Hooray for the weekend! Friday is finally here, time to have some fun peeps.
I don’t know what you have planned for the next couple of days, but with a first weekend off in 5 weeks I’ve got a long list that includes, in no particular order…
Some serious time on the new F1 2018 game – and the kids had better not fast forward over the bits where I speak! Which they tend to do on a regular basis, followed by much laughter.
Mowing the Lawn – dull I know but the grass needs cutting, so if it could stop raining for a while, it would be most appreciated.
A few hours with the headphones on catching up with a host of new releases. The brilliant ‘Living the Dream’ by Slash and Miles Kennedy needs some serious playing and I really haven’t had time to fully immerse myself in Parkway Drive’s ‘Reverence’ and that came out in May!
And on Sunday, its off to the Olympic Stadium full of hope and optimism that had better not be crushed by poor defending one again. Come on West Ham, time to show the world what we’re made of!
Yep, it’s a fine weekend ahead and it’s right to make the most of it, because there aren’t many non F1 weekends to enjoy these days it seems.
When I first started working in the sport, the season ran from mid March to mid October. 16 or 17 races a year. Now we start at about the same time but run much longer and next year, we finish on December 1st. At this rate, Santa Claus might want to swing by a race track with my Christmas pressies. We haven’t added any more races for next year, just made the season a little less hectic in the middle, but its inevitable that 2 or 3 will be added to the calendar in the next few years.
Miami for 2020 seems odds on. Vietnam is being strongly rumoured. Denmark has plans for a city race and Argentina is another possibility in the near future. Bring them on and whilst we’re at it, could we not find a way to return to South Africa as well? It’s a world championship and we should be racing on every continent. 24/25 races a season is what Liberty are after, but if we stick to the current format of a Grand Prix weekend, is that a schedule that will suit the fans or one that risks overkill, especially if we have a plethora of races like last weekends. It’s not often I criticise the entertainment on offer – believe it or not I do genuinely love the sport I’m lucky enough to commentate on – but that was nothing short of a pedestrian exercise in tyre management and sadly widely predicted amongst the strategists before hand.

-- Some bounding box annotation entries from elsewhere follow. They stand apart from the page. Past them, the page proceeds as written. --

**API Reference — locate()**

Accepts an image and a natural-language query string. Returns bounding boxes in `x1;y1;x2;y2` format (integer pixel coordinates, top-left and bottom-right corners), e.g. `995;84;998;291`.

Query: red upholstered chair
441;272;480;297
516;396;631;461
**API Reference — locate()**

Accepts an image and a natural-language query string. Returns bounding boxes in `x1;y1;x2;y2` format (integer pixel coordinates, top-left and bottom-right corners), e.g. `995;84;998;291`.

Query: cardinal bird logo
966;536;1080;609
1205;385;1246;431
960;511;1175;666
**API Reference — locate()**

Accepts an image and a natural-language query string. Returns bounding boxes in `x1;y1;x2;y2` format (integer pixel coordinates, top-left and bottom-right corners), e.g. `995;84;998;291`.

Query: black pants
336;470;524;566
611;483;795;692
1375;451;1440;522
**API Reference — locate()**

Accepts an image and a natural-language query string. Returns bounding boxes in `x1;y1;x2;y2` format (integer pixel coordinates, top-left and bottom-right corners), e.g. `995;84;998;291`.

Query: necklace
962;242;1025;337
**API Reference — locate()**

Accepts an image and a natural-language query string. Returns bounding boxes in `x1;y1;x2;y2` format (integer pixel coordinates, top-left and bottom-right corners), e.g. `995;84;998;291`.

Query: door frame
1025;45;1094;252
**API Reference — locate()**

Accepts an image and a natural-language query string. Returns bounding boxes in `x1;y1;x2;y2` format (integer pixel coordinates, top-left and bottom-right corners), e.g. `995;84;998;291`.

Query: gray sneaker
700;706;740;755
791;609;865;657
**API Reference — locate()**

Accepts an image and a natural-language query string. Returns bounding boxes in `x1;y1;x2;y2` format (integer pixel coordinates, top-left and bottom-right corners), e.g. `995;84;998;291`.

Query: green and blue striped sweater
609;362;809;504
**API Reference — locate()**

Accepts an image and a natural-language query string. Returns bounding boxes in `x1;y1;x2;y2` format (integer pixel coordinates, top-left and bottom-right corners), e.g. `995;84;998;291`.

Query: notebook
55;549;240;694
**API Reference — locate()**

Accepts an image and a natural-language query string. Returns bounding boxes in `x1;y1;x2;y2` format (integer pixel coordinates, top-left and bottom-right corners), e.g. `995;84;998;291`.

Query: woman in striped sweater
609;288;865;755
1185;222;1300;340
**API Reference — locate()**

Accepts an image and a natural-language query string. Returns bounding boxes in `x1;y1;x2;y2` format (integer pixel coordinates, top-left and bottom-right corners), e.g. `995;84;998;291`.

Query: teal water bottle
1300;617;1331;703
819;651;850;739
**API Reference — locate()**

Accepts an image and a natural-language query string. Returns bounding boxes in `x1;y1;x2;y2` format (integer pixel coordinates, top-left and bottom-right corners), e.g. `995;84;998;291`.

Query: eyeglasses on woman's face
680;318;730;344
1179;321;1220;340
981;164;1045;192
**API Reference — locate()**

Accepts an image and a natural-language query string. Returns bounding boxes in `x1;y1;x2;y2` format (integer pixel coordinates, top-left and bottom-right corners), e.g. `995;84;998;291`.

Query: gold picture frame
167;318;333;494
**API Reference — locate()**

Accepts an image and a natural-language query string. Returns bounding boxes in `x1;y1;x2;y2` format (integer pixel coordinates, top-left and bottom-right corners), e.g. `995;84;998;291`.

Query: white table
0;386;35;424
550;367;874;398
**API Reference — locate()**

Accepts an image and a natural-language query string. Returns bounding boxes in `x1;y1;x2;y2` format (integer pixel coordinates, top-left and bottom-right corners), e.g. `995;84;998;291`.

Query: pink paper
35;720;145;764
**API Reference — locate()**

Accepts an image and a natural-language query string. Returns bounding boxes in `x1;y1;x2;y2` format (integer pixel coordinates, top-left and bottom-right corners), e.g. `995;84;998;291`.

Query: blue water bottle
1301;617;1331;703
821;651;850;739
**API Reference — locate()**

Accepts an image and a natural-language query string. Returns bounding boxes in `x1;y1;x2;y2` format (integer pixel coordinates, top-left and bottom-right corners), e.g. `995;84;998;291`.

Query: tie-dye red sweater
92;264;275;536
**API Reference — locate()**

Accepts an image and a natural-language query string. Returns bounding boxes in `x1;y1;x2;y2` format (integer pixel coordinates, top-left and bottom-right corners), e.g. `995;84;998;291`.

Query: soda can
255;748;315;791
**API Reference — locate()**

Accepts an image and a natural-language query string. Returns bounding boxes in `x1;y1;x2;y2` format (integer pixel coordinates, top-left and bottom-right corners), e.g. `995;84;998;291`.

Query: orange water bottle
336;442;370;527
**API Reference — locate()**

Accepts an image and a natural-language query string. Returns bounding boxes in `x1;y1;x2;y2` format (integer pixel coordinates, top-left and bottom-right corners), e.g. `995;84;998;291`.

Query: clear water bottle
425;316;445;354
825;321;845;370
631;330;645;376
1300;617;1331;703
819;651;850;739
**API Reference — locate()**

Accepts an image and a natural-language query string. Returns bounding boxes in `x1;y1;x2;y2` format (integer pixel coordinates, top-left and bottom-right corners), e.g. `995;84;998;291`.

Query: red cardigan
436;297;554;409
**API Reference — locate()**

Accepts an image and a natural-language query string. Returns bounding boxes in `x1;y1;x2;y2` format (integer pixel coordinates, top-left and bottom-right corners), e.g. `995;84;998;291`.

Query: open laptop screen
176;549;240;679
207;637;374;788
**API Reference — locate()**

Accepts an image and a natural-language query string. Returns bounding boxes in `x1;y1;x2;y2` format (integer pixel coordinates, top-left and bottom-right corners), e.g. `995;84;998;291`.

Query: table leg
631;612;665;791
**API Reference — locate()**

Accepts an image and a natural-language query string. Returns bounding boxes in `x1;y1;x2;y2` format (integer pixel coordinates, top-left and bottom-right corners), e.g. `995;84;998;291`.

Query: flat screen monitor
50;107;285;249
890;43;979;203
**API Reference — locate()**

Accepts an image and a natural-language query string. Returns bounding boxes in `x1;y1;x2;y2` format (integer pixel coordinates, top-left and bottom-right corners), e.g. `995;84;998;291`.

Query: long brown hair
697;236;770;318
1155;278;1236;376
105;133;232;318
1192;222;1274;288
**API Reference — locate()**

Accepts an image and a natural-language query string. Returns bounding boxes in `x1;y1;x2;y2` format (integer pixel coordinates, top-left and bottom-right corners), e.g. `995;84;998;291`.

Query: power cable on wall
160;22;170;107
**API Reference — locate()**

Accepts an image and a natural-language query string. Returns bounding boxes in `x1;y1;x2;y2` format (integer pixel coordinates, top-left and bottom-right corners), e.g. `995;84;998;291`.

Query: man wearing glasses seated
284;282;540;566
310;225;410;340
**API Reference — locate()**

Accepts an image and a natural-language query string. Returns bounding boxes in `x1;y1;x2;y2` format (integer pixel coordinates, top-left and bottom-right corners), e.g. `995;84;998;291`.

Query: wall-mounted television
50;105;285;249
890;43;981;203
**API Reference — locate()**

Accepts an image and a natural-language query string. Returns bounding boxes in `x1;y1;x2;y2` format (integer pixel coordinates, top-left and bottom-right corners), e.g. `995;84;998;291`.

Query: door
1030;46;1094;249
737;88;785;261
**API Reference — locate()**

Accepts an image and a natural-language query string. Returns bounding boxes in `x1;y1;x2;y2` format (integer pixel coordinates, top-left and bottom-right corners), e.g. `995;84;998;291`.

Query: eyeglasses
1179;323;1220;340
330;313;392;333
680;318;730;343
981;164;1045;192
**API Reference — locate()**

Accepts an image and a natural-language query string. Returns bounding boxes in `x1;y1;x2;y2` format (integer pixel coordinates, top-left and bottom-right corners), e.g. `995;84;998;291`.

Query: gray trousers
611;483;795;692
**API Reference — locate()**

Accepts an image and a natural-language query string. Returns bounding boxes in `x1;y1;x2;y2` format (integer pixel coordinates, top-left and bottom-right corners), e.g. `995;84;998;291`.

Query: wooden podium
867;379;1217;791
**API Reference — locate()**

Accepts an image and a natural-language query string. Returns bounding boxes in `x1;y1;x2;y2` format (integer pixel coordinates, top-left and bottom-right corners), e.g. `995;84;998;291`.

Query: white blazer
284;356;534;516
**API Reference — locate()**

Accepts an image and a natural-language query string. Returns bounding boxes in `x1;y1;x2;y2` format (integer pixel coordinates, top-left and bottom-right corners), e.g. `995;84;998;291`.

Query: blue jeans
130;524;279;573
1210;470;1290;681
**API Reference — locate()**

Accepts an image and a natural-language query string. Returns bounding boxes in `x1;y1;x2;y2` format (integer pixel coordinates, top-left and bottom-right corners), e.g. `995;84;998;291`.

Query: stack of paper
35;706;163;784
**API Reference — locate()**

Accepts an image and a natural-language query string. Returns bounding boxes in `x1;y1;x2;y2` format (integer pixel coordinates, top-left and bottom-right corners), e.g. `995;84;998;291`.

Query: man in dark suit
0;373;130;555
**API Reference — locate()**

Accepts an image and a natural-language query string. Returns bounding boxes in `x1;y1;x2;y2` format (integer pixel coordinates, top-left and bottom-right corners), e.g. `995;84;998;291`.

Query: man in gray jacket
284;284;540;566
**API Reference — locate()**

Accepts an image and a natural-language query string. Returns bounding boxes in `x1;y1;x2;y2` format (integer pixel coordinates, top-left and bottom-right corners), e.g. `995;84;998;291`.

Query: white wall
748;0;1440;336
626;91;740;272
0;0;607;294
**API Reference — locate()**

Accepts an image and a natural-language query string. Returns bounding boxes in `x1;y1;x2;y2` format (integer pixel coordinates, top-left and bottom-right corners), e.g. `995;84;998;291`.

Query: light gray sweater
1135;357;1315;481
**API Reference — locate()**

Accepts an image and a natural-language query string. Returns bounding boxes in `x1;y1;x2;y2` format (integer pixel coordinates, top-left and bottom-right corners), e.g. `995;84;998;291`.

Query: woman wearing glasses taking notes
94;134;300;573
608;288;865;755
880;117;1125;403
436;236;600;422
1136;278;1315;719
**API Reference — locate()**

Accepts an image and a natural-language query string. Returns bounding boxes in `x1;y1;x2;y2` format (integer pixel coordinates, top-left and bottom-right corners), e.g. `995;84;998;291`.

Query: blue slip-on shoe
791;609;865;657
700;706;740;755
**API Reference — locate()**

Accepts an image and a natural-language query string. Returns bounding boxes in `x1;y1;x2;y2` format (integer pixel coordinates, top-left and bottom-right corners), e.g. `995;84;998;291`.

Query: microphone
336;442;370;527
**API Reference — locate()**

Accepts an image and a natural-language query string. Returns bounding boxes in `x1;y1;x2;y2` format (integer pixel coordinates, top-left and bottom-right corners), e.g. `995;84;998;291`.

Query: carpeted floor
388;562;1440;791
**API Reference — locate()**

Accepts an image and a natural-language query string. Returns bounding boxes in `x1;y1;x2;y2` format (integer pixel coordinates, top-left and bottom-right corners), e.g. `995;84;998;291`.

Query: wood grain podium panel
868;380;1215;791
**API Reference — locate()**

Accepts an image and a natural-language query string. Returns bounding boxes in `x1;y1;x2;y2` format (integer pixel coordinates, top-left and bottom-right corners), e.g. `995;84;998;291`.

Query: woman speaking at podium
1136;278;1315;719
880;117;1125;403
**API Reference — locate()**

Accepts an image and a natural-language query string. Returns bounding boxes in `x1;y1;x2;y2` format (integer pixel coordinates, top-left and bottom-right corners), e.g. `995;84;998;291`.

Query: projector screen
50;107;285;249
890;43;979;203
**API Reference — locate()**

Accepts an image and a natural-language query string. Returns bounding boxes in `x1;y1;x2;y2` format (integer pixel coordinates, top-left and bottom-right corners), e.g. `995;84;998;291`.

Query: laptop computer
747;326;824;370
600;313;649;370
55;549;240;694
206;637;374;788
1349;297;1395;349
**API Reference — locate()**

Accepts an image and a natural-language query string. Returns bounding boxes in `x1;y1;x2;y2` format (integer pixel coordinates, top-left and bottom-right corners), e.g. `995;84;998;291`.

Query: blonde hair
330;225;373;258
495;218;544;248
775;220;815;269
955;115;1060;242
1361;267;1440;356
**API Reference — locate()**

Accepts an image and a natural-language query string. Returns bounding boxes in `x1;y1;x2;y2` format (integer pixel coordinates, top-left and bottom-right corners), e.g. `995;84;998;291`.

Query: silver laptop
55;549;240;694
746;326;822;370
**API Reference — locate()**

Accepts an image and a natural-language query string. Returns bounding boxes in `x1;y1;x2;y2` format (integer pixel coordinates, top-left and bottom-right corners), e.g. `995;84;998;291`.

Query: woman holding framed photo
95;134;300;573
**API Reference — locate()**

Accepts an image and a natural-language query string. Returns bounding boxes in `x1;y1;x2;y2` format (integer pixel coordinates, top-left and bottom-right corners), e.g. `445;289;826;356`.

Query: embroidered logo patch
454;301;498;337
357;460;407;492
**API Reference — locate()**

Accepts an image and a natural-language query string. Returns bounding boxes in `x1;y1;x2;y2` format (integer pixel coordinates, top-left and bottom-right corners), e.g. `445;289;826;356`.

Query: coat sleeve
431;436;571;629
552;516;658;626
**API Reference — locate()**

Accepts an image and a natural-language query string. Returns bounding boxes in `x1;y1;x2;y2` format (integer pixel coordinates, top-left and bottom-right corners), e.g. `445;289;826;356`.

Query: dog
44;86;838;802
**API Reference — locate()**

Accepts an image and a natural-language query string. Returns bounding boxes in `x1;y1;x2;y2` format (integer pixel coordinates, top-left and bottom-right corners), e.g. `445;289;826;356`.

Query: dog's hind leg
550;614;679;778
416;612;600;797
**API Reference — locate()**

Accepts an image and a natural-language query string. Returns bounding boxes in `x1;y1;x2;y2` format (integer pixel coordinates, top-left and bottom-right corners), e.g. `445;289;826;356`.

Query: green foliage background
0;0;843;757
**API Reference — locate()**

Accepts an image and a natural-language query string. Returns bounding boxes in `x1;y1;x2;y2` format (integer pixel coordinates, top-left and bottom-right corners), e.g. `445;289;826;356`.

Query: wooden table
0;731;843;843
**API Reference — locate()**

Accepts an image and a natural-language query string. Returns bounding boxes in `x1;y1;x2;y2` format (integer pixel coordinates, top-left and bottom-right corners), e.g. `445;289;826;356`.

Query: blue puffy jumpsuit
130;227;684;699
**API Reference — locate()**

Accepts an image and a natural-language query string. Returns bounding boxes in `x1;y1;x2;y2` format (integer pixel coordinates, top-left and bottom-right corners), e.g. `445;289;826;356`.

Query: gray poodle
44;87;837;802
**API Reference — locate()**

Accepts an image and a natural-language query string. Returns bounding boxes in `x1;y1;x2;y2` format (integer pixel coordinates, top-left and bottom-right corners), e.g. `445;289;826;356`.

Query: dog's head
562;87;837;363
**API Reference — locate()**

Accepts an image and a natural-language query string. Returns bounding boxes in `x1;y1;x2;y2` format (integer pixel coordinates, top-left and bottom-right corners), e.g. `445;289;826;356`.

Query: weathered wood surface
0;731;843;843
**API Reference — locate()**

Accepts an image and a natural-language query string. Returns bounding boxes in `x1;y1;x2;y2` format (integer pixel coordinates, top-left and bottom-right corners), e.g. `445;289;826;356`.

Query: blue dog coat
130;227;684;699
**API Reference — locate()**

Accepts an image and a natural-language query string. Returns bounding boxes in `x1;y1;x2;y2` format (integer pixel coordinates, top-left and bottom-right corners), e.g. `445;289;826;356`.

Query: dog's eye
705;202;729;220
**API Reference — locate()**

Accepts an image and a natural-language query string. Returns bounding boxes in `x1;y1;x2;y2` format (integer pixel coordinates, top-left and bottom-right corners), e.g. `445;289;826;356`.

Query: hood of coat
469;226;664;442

On the subject of Singapore, I didn’t enjoy seeing 20 drivers cruising around the streets engaging in two hours of tyre management rather than racing in the way that I’m sure they’d prefer. As to a solution, it’s a tricky one. But you could argue that we should introduce a mandatory ‘minimum of 2 pit stops’ for each race, but that would wipe out some of the variations in strategy that give us exciting battles throughout the year. The introduction of the new Hypersoft tyre has seen lap records tumble and given us some brilliant qualifying laps on a Saturday, but it has had a detrimental effect on racing at some tracks. Maybe it’s time to use this as a qualifying tyre for the top 10 and leave it alone when it comes to the race. Or does it need a rule that states that all three compounds must be used at some point in the race and that the choice is up to each driver as to when that happens? Whilst we’re at it, let’s also take some of those sensors off the tyres and let the drivers make a judgement call on when they feel they need to pit. I’m fine with a team telling a driver that their tyre are dangerously close to failing them, but let’s try a race or two when the one in the cockpit says where and when its time to pit. It can’t make the racing worse.
But I digress, and not for the first time I’m sure. How do we keep the season alive if we add Grands Prix to the calendar? How does Formula 1 as a sport, ensure that the fans tune in, come to the race tracks and invest their time and passion to the levels that they are at present? These questions are being discussed at the top levels as I type away and have been discussed for some time now. If it’s true that ‘less is more’ how does Formula 1 avoid the scenario of ‘more is less’?
If the proposals for 2021 give us better racing, more dynamic racing cars – I love the look of the new concept cars that we saw images of during the Singapore weekend by the way – and following the introduction of the cost cap, more teams and more cars on the grid, then some of the worries reading overkill may well be avoided. The show, as it currently stands, won’t accommodate an expansion of the calendar but with a few tweaks along the way I don’t see why we shouldn’t have more races.
So here’s my top 5 minor alterations….
1. Change the format for a handful of the races. Why not have a couple of reverse races, where the driver last in the Championship starts on pole and so on?
2. If we are running a reverse Championship order race then there’s no point in holding qualifying that weekend. So let’s have a sprint race on the Saturday instead. If you want to attract a younger audience then put on something that relates more to their appetite. Surely that’s worth a try?
3. No practice Friday. There are some tracks where seemingly there are as many people sat in the Grandstands as bought Private Paradise, that non-Mercury Award winning album Jacques Villeneuve released 11 years ago. So let’s do away with the two practice sessions and in doing so increase the chances of the teams coping with the unexpected come Sunday and have the drivers appearing at a fan engagement instead.
4. Guest Drivers. This might be a little bit tricky to engineer but why not have drivers from other series in the world taking part as guests in some of the Grands Prix? It might need some investment from Liberty to either produce or buy in a car and the ability to run it over a weekend, but let’s see stars of Indy/Moto GP/Nascar or wherever up against our F1 heroes, who wouldn’t like to see that.
5. Mystery Tyres – Pirelli bring three compounds of tyres to a race, all have different stripes on the them, but nobody knows which compound is which. The teams have to work it out and then deal with it. Increase the chance of the unexpected and you never know, you might just enjoy the result.